I swear someday I am going to put together a humorous coffee table book with a chapter or 2 of stories like this, a chapter of real pictures submitted by "professionals" in the field, another with actual responses to advertisements searching for employees/vendors, excusses used, corrospondence from cubical monkeys. . . it's going to be a thick book


----------



## madxtreme01

Wannabe said:


> Guys and gals.... Purchase WC on yourself and be done with it. Don't tell me you can't...it's because you don't want to spend a few of your big earnings to protect yourself in case you get hurt on the job.
> 
> As I've stated many times....if you don't carry WC on yourself I would never sub you any work either. Tomorrow I have 1 3-man demo crew, 2 plumber assistants and a 1 man electrician shop working on my job site and they know "no WC, no CGL means no work"



In some states, specifically the one where I live, an owner is not eligible to collect on a workers comp policy deeming it useless, so unless you have employees, there is no point in wasting the money to have this coverage just to satisfy a nationals requirement.


----------



## Zuse

In the south the WC laws that are currently written by lawyers and for lawyers and are flat out corrupt. 

Most company's that im forced to hire run 2 company under different names just to stay out of complaisance.

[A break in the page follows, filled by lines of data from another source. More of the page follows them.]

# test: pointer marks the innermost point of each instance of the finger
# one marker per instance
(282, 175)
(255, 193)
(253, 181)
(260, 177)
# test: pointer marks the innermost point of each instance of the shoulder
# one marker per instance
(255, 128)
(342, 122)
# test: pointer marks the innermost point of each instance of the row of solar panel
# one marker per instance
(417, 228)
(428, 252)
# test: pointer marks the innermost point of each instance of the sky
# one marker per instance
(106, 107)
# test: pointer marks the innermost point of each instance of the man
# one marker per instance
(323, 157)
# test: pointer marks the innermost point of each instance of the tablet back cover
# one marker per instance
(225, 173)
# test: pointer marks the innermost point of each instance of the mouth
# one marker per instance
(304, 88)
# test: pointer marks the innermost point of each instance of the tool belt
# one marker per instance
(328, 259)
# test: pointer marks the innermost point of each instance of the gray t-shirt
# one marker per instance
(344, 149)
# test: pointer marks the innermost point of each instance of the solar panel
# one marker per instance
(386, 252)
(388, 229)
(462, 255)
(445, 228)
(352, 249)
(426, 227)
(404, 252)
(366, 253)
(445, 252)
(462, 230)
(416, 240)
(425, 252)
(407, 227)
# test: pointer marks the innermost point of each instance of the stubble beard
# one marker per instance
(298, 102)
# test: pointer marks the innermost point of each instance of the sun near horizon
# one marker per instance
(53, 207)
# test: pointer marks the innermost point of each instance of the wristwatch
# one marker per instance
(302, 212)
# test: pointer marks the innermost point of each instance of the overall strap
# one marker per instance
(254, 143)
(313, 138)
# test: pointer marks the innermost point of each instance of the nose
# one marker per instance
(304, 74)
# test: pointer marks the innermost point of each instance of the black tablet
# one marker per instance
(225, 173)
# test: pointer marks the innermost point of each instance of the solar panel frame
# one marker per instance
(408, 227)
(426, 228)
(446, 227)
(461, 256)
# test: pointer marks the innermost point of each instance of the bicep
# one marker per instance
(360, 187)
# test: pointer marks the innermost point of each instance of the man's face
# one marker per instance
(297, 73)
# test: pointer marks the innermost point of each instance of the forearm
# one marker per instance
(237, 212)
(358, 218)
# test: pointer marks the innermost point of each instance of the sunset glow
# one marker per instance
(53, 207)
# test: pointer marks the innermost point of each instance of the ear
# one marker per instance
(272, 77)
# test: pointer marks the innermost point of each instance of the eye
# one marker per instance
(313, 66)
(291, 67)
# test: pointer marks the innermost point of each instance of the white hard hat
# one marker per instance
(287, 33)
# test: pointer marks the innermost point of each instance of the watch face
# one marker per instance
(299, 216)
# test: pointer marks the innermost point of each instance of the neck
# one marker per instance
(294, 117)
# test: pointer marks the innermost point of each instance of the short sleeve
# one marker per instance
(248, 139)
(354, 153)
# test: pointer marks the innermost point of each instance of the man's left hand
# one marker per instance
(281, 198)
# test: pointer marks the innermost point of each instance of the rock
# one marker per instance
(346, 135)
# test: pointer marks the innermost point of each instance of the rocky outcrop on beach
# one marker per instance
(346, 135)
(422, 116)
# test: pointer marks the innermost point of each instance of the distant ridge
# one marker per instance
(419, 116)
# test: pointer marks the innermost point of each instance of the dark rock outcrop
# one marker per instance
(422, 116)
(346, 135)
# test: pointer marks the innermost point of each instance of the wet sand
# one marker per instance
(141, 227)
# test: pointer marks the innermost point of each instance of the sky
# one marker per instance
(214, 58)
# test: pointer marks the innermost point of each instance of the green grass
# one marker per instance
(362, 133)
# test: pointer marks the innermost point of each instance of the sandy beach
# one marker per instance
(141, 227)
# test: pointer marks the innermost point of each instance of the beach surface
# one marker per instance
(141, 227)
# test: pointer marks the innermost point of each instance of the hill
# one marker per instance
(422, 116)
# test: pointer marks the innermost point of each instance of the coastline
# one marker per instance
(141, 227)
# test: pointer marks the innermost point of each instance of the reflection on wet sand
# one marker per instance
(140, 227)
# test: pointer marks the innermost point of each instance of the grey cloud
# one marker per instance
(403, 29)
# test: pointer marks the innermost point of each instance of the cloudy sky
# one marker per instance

Their legal and do millions in revenue, but it makes it almost impossible to find a one that carries it. 

Those that do carry it work solely for the city or state only, they will not touch a job if the Gov is not involved. Its been like this for years. it be comes a slush fund for the state that gets bailed out year after year.


----------



## Wannabe

madxtreme01 said:


> In some states, specifically the one where I live, an owner is not eligible to collect on a workers comp policy deeming it useless, so unless you have employees, there is no point in wasting the money to have this coverage just to satisfy a nationals requirement.



I believe your in NJ?
"""""""""""""""""""""""
General Contractors
If you are a general contractor, you are required to carry workers compensation insurance even if all your subcontractors carry workers comp. If their policy cancels, the injured employee, owner / proprietor can seek benefits from you. General Contractors MUST require all subcontractors to carry WC insurance, AND the proprietor MUST elect coverage A general contractor should NEVER accept a certificate of insurance for workers compensation when the owner is excluded. If the owner does any work and becomes injured, he or she can make a claim against the GC’s workers compensation policy. In other words, anyone hiring subcontractors should ALWAYS request workers compensation from all sub contractors, helpers, day laborers, etc. If they do not carry this coverage then you (GC) will be liability for their injuries and payroll. An additional premium will be made upon completion of the mandatory audit.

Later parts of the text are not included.